上野 でも、2001年7月25日に横浜Bay Hallのでっかいイヴェントに出してもらって、大失敗して心入れ替えようっていう。それまではグダグダでしたよ。
――そこを経て、いまはいろんな現場のライヴに呼ばれるようになったわけだけど、とりわけ横浜で2人を取り巻く周囲の反応はどう?
上野 いろいろなところでやらせてもらうにつれて、MACCHO(OZROSAURUS)くんと一緒に撮影したり、地元の先輩のスケーター友達だから、FIRE BALLの人ともリンクしてたり、すごい昔から知ってる若手のMARSHALL LAWとかも、「今度ダブ録らせてよ」って言ってくれるようになってきてたり。THUG FAMILYもストリート仕切ってるハスラーだけど、普通に「司会やってよ」って誘ってくれる。マネージャーみたいなことやってる奴は、OZROのライヴを一緒に見てたときに「上野くんがこうなってくれないと困るんすよ」って言ってくれた。ウェッサイも、完全に隔たりはないっすね。(DJ)FILLMOREくんとは高校のとき3年ぐらいずっと同じパーティーやってて、手本だったよね?

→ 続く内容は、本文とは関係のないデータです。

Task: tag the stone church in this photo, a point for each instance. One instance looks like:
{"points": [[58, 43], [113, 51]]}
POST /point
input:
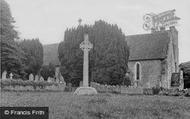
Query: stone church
{"points": [[153, 58]]}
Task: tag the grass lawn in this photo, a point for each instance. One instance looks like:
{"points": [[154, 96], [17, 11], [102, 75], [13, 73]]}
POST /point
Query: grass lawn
{"points": [[64, 105]]}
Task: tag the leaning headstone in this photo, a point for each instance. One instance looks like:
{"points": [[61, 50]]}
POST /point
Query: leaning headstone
{"points": [[31, 77], [85, 89], [36, 78], [49, 79], [181, 80], [62, 79], [41, 78], [4, 75], [11, 75], [81, 83]]}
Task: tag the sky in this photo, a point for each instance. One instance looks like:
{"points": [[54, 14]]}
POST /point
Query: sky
{"points": [[48, 19]]}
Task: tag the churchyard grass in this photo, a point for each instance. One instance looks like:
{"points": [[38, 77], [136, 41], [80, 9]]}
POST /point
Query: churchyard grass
{"points": [[65, 105]]}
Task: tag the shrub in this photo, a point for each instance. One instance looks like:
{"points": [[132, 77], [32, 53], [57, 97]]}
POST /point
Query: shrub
{"points": [[19, 82]]}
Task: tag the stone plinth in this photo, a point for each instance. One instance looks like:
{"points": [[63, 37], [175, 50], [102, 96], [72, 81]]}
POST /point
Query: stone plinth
{"points": [[85, 91]]}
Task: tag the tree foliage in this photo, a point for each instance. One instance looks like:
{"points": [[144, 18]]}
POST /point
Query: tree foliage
{"points": [[33, 52], [11, 55], [47, 71], [108, 58]]}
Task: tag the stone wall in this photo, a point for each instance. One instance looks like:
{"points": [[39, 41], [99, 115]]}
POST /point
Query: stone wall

吉野 FILLMOREさんの2枚使いと同じネタ買って、練習とかしてましたね。
――そういう隔たりのなさは、2人だからこそってところもあると思うよ。逆に、いまZZ PRODUCTIONで活動を近くしているSTERUSSとかとはどうだったの?
上野 逆に、STERUSSとか同じようなスタイルだと思ってた奴らとは、同じイヴェントに出ててもガチガチでしたよ。誰も会話しない。鎮座DOPENESSも、カトマイラくんとかとアングラデラってグループで同じイヴェントに出てたけど、ヤバイと思っててもお互い口聞かないみたいな。ホントひどい時代。『Homebrewers 2』のときにはみんな仲良くなってたけど。
――2人はヒップホップ外の横浜のアンダーグラウンド・シーンとも縁が深いよね。PAN PACIFIC PLAYAしかり。
上野 あそこら辺がやってるイヴェントに毎回遊びに行って、意味もなくマイク握ったりしてて。UNITんとき(『ドリーム』のリリース・ライヴ)にもどうしてもいて欲しいって言ったら一回イヴェント休んでくれたりして、それぐらい仲いいし、そこで交遊が広がったんすよ。
――そうした交流もやっぱり遊びの延長、か。
上野 地元の奴らとホントに毎晩車でどっか行くみたいな。ミックステープを車で聴いて箱根とかよく行ってて。そのノリか、やっぱ?
吉野 鳥肌実を爆音で聴いたりとか。
上野 冬になったら箱根の池でスケートして、「野グソするべ」とか行って野グソとかして(笑)。それじゃあ、何がしてえんだか全然わかんないよね(笑)。